Be warned, this is a difficult recipe... Not because of the ingredients, but the technique it seems to require. I have a theory that you you must experience a “master” maker and an “apprentice” maker before you should attempt. For instance, in my group of friends who have learned from me (an apprentice level) they have all seen my dad make them (the master level). And I watched my dad when he was at an apprentice level and learned it all from my grandpa Don who was the master of the recipe (for all I know, he invented it!).
That being said, I am trying to share it anyway! This recipe has never been given away and I may even take it back later. My friend Gina McGowan is the one who coined the term "The drink of your people" in reference to this amazing cocktail and as such I feel very proprietary over it.
Not one ingredient or direction can be altered. (and trust me I have tried and failed)
Start with a tall straight glass glass.
In the bottom of the glass add three or four crushed ice cubes (or buy your ice crushed and add a handful) about three fingers measure from the bottom of the glass when you wrap your hand around the tumbler.
Then you pour one shot of Vodka over the ice.
Then one shot of whipping cream over the ice.
Now the tricky part!
Get a spoon (longer is better) and with one hand you start to jiggle the ice. With the other hand you slowly pour in 7-Up. DO NOT USE SPRITE. DO NOT USE DIET. (I don’t know why, but they don’t work!)
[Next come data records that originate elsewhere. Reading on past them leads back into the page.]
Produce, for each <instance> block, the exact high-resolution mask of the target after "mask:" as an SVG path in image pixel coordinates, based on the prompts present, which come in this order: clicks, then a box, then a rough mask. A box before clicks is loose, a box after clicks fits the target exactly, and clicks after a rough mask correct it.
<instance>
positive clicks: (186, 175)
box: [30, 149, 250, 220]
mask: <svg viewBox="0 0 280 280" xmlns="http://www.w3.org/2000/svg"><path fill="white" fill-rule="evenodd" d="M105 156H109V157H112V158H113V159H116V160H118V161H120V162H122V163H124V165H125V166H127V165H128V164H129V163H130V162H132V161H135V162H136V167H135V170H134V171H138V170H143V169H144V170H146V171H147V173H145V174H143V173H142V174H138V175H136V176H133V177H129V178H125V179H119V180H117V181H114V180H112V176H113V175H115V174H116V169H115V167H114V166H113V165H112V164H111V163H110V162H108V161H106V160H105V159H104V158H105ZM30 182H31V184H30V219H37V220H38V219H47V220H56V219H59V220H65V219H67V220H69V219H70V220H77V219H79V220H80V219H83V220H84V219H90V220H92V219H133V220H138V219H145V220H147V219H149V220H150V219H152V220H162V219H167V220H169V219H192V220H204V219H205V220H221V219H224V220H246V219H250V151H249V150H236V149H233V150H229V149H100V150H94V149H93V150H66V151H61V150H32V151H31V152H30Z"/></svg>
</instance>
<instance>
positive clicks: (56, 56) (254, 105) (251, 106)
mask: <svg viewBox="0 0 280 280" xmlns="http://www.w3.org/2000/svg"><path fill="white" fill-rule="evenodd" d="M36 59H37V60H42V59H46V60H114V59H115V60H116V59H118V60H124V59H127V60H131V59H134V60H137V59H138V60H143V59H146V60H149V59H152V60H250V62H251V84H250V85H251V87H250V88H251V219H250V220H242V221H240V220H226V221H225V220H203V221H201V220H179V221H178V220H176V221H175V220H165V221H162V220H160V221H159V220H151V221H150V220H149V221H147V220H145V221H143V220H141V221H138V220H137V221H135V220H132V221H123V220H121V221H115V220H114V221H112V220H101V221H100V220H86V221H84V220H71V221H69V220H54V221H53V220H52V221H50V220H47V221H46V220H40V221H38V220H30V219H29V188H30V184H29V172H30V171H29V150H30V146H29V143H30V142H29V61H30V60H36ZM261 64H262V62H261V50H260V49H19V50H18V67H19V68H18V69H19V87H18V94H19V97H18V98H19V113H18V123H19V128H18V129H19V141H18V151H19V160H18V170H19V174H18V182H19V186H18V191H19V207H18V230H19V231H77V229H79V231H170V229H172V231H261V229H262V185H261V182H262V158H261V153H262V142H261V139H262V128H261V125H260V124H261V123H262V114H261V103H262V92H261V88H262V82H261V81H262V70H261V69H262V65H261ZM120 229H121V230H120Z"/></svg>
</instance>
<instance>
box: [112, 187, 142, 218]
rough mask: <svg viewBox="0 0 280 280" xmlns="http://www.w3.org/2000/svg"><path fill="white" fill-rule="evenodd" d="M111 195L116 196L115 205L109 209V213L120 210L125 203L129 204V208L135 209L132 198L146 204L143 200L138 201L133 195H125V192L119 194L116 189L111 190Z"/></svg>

So, as you are pouring, and jiggling, the ice will start to free up from it’s place in the bottom of the glass. Jiggle a little more, then begin swirling the mixture. Still pouring the 7-Up slowly. The mixture will froth and foam... It will expand towards the top of the glass. SLOW DOWN! DON’T POUR TO THE TOP. Pause and give it all a good swirling and wait for the reaction to catch up and see where the foam is headed. If it stops just below the rim of the glass, pour a little hit of 7-Up through the foam to give it a bump up. If it has overflowed (like a root beer float will), wipe down the glass and serve it with a cocktail napkin.
Or perhaps you have stopped just right and... VOILA!
Two perfect Snowballs.
Updated: My brother wrote in to add these fine points on The Snowball.
1. The colder the ice is, the better it works. A little water on the surface of the ice, makes the drink fizz a little less. (so you should always rinse out the glass for a new drink)Updated 2:
2. The key to the drink, is the aroma of the vodka suspended in the foam at the top of the glass, therefore, better top equals better drink.
3. Don't use expensive vodka. It's best if you use whatever Dad brings. It's even better if he wins the bottle at the Elks club.
Use a metal spoon.
The Snowball season is strict. Snowballs may only be consumed from after Thanksgiving dinner through the end of New Year's Day.